Meaning of “I’m not myself”

Alice’s phrase is both literal and idiomatic. Idiomatically, “not myself” means feeling out of sorts; literally, in Wonderland, her body and abilities keep changing so dramatically that continuity of self feels broken. The line comes as a polite parenthesis—“you see”—seeking recognition from the Caterpillar that perception and size shape identity. Instead, she meets negation: “I don’t see.” The contradiction exposes a gap between subjective experience and external validation. Her reasons are concrete: she “can’t remember” familiar verses and her size won’t stay the same “for ten minutes.” Memory lapses and bodily instability, conventional anchors of Victorian selfhood, no longer hold. The Caterpillar’s insistence that change “isn’t” confusing intensifies the paradox that the creature most associated with metamorphosis refuses to credit metamorphic disorientation. Alice’s admission crystallizes adolescence as Wonderland logic: social politeness masks genuine crisis, and the path to self-knowledge won’t be moral recitation but trial-and-error tinkering. The line marks a pivot from passive bewilderment to the experiments with mushroom pieces that follow, where Alice begins to calibrate identity by action rather than by inherited rules.
Analysis

Identity, metamorphosis, and method

The line reframes identity as provisional and experimentally tested. Immediately after saying she is “not myself,” Alice is directed to a tool—the two-sided mushroom—that allows her to manipulate size. Her subsequent nibbling sequences, alternating taller and shorter, dramatize an empirical method: hypothesize, test, adjust. The Caterpillar’s interrogation, patterned by bare imperatives (“Explain,” “Repeat”), exposes the bankruptcy of rote pedagogy: Alice’s failed recital of “How doth the little busy bee” replaced by Carroll’s parody “Father William” shows that memory no longer guarantees moral identity. Irony runs through the exchange: the Caterpillar, a larva destined to become a butterfly, denies the strangeness of change, while Alice, human and supposedly stable, experiences metamorphosis. The claim “I’m not myself” thus condenses Wonderland’s satire of fixed Victorian selves and anticipates later scenes (the courtroom) where Alice asserts judgment only after gaining control over her shifting scale.

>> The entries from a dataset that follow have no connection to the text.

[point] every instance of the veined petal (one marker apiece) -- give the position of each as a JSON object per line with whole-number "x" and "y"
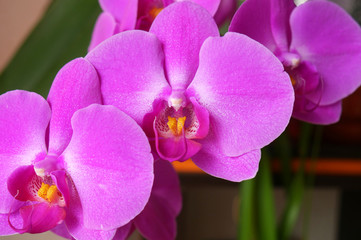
{"x": 182, "y": 28}
{"x": 130, "y": 67}
{"x": 109, "y": 161}
{"x": 104, "y": 28}
{"x": 211, "y": 160}
{"x": 75, "y": 86}
{"x": 317, "y": 114}
{"x": 38, "y": 218}
{"x": 15, "y": 219}
{"x": 210, "y": 5}
{"x": 246, "y": 92}
{"x": 325, "y": 35}
{"x": 124, "y": 11}
{"x": 74, "y": 222}
{"x": 124, "y": 232}
{"x": 23, "y": 121}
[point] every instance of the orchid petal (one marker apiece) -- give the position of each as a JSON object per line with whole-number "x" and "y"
{"x": 40, "y": 217}
{"x": 225, "y": 11}
{"x": 112, "y": 147}
{"x": 246, "y": 92}
{"x": 15, "y": 219}
{"x": 211, "y": 160}
{"x": 75, "y": 86}
{"x": 211, "y": 5}
{"x": 23, "y": 121}
{"x": 124, "y": 11}
{"x": 21, "y": 182}
{"x": 104, "y": 28}
{"x": 317, "y": 114}
{"x": 124, "y": 232}
{"x": 182, "y": 28}
{"x": 325, "y": 35}
{"x": 130, "y": 67}
{"x": 74, "y": 221}
{"x": 62, "y": 231}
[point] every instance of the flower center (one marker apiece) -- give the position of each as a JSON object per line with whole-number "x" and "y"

Politeness as a mask for crisis

The softening tag “you see” maintains etiquette even as Alice admits radical uncertainty. Carroll juxtaposes social poise with genuine disorientation, revealing how Victorian politeness can obscure rather than resolve identity confusion.

Paradox of metamorphosis denied

A metamorphic creature dismisses metamorphic anxiety. The Caterpillar’s “It isn’t” contrasts Alice’s evidence of change, sharpening the irony and pushing her toward self-reliance through experiment with the mushroom.

Links to themes and characters

This line anchors identity-and-growing-up and bodily-change-and-autonomy: Alice’s sense of self is unstable because her body and recollections won’t hold still. With the Caterpillar, the exchange satirizes education-and-mock-pedagogy (recitation vs. understanding) and invokes logic-language-and-nonsense through literal-idiomatic slippage (“not myself”). It anticipates guidance from the Cheshire Cat about direction and sanity, and prepares for the courtroom climax where Alice, now mastering her size, resists arbitrary-authority-and-justice. The scene’s move from contradiction to practical instruction foreshadows Alice’s broader shift from accepting rules to testing them.